Особенно ярко этот творческий принцип Дикса проявляется в портретах. Художника интересовали прежде всего темные стороны человеческой натуры. Декаденствующая среда Веймарской Республики представляла Диксу богатый материал для выбора. Целая галерея веймарского декаданса проходит перед нами в его портретах: журналистка Сильвия фон Хаген в элегантно изломанной позе с сигаретой в руке. Чулок спущен, в руке – бокал с коктейлем. Она сквозь монокль созерцает затуманенным (алкоголем? наркотиками?) взором пустоту. Или знаменитая танцовщица-лесбиянка Анита Бербер, умершая от наркомании, когда ей не было еще тридцати лет. Или сам похожий на сумасшедшего врач-психиатор и писатель Генрих Задельманн, финансировавший в свое время движение дадаизма в Мюнхене, так как считал дада достойным изучения видом душевной болезни общества...

Дикс не осуждает, он свидетельствует, за социальной респектабельностью его персонажей проступают зловещие черты их характеров или профессий. Врач Ганс Кох на портрете со шприцем руке и взглядом фанатика-садиста больше похож на палача в окружении орудий своего ремесла, чем на врачевателя людских болезней; лицо известного берлинского дельца Альфреда Флейхгейма выдает хитрость и профессиональный расчет торговца картинами... Даже в портретах близких людей, друзей и покровителей Дикс не изменяет своей острой объективности. Директор городского музея Дрездена Пауль Шмидт, который одним из первых стал покупать работы Дикса для музейного собрания и даже при Гитлере поддерживал художника, смотрит на нас с кукольно-инфантильным безразличием; адвокат Фритц Глазер с подчеркнуто выраженными семитскими чертами лица погружен в нерадостные раздумья, беспомощный жест его сцепленных рук выдает беззащитность и одиночество человека перед лицом надвигающихся событий. Лик времени, создать который Дикс считал своей целью, воплотился наиболее ярко не в ужасах написанных им сцен садистских убийств и борделей, а в психологии его портретов.
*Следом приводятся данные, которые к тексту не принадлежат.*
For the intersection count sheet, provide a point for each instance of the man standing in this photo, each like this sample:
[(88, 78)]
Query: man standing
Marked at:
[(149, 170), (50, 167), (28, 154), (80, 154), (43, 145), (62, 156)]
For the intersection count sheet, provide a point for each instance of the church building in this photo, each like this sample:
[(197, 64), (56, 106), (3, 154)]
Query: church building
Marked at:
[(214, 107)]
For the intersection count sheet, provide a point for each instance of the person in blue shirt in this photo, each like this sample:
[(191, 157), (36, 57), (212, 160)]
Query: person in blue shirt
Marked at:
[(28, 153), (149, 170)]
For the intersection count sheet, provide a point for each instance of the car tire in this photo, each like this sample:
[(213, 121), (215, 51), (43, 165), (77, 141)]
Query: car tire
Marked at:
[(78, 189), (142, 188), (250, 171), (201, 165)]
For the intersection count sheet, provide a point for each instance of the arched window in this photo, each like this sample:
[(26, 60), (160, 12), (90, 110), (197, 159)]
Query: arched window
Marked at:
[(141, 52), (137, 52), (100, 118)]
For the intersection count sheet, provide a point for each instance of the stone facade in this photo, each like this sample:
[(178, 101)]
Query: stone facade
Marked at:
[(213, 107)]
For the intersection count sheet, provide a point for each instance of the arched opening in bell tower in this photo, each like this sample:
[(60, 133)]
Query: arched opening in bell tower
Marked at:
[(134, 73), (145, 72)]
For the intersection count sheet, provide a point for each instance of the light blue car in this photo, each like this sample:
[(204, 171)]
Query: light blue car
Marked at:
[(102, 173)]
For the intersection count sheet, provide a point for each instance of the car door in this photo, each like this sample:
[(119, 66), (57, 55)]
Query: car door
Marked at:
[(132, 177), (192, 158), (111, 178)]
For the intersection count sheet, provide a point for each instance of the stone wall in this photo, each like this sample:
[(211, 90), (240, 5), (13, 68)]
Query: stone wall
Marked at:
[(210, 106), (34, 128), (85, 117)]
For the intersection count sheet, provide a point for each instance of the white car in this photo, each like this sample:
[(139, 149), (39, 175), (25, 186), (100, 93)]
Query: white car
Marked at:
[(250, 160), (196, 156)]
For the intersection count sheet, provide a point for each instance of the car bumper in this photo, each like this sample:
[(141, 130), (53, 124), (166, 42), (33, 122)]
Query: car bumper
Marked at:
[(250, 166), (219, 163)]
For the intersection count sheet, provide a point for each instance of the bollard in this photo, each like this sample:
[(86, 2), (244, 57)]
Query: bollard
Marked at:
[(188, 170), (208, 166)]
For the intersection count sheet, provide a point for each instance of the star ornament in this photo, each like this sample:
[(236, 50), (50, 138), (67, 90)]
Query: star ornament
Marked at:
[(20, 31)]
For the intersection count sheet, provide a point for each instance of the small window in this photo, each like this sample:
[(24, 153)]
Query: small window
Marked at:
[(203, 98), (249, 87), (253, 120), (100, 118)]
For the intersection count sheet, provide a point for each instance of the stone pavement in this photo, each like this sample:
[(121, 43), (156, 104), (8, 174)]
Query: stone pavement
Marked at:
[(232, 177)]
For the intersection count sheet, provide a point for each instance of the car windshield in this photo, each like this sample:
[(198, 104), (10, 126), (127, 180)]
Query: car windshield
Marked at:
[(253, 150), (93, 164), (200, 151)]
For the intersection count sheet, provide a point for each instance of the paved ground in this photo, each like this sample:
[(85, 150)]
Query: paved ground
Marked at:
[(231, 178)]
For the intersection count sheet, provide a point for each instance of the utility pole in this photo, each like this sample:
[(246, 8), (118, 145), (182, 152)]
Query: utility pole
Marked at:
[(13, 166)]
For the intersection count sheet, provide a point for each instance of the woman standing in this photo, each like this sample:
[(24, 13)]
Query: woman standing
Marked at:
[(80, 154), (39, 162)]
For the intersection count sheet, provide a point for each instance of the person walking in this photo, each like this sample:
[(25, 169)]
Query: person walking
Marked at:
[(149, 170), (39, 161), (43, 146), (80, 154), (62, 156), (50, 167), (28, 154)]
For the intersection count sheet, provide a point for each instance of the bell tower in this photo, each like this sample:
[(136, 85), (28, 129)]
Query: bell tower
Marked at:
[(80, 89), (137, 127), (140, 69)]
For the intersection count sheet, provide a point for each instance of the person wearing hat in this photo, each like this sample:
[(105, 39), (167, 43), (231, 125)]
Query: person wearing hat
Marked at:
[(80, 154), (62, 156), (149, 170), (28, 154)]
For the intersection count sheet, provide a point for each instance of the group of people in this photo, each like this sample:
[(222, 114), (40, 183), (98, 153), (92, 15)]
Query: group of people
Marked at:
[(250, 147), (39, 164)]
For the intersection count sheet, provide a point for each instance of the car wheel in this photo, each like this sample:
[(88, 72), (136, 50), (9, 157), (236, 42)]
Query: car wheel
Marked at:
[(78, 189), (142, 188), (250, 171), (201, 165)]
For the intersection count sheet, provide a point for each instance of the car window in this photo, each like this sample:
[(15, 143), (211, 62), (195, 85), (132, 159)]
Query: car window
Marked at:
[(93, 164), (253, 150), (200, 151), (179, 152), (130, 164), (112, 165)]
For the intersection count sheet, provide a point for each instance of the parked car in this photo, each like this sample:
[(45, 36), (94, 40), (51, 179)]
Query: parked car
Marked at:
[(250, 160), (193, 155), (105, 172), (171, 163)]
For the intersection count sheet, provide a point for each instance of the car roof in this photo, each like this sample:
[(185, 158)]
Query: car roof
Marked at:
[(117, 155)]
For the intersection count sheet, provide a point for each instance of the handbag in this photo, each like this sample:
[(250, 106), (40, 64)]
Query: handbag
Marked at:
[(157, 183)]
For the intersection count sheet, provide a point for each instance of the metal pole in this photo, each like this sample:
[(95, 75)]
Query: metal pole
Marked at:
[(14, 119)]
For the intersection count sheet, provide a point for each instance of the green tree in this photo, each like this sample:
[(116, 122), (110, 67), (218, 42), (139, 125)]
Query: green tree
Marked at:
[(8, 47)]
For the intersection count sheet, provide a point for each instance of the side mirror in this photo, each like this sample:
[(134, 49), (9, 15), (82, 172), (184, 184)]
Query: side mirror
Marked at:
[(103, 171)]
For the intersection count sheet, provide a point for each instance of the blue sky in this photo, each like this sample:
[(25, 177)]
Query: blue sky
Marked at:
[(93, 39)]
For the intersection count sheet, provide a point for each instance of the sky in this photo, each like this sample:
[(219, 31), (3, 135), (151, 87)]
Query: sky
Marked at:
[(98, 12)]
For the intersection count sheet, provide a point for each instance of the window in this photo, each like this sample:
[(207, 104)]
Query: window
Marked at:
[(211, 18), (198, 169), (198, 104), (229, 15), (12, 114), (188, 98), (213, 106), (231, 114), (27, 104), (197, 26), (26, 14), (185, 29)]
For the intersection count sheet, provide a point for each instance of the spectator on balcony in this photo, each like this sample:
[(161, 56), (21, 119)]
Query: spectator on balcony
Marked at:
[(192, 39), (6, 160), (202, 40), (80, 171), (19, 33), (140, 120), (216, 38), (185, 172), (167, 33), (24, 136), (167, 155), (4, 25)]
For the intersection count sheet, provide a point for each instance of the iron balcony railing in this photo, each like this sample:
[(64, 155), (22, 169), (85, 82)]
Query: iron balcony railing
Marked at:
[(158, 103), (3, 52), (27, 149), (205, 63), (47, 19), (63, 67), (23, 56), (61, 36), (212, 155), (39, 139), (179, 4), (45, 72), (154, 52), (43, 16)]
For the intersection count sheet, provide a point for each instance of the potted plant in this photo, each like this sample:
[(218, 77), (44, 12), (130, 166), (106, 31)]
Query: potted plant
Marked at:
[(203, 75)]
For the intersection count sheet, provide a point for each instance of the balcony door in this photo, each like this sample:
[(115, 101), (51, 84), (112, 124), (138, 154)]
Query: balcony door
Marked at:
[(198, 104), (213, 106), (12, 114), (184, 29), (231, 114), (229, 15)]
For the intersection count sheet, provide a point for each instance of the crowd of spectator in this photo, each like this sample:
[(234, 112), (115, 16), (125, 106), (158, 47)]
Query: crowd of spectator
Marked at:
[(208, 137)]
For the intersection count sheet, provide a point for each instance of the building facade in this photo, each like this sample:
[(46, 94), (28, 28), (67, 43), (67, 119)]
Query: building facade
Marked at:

К концу 20-х годов репутация Дикса как одного из крупнейших художников Германии окончательно утвердилась. В 1927 году он занял пост профессора Дрезденской академии, в 31 году его избирают в члены Прусской академии в Берлине... Однако приход к власти Гитлера кладет конец его блестящей карьере. На первых порах отношение нацизма к искусству Дикса было двойственным. Его приверженность к национальной немецкой культуре и его ретроспективный реализм частично укладывались в рамки официальной эстетики национал-социализма. Нацисты из числа "либеральных" выражали надежду, что Дикс "последует добрым советам своих друзей и утвердится на новой почве". Но когда их рекомендация легла на стол новому премьер-министру Саксонии, его резолюция на полях была однозначной "эта свинья еще жива?" В апреле 1933 года Дикс получает извещение об исключении его из Дрезденской академии. В документе значится: "Ваши картины представляют собой величайшее оскорбление чувству морали и, следовательно, являются угрозой для морального возрождения нации". После этого Дикс с женой и детьми отправляется в добровольную ссылку в глухую провинцию на юге Германии.

В это время художник обращается к библейским сюжетам, которые превращаются у него в аллегории страхов и надежд человечества в судьбоносный момент своей истории. Одно за другим появляются полотна "Искушение святого Антония", "Святой Кристофор" и, наконец, "Семь смертных грехов", где жуткий карлик с усами Адольфа Гитлера и бегающими глазами восседает на мерзкой старухе.

В 1945 году Отто Дикс был мобилизован и снова попал на фронт. Однако на этот раз его участие в войне продолжалось недолго, при первой возможность он сдается в плен французам. После освобождения художник селится в местечке Хемменхофен, откуда он и ушел на фронт. Здесь прошли оставшиеся 25 лет его жизни.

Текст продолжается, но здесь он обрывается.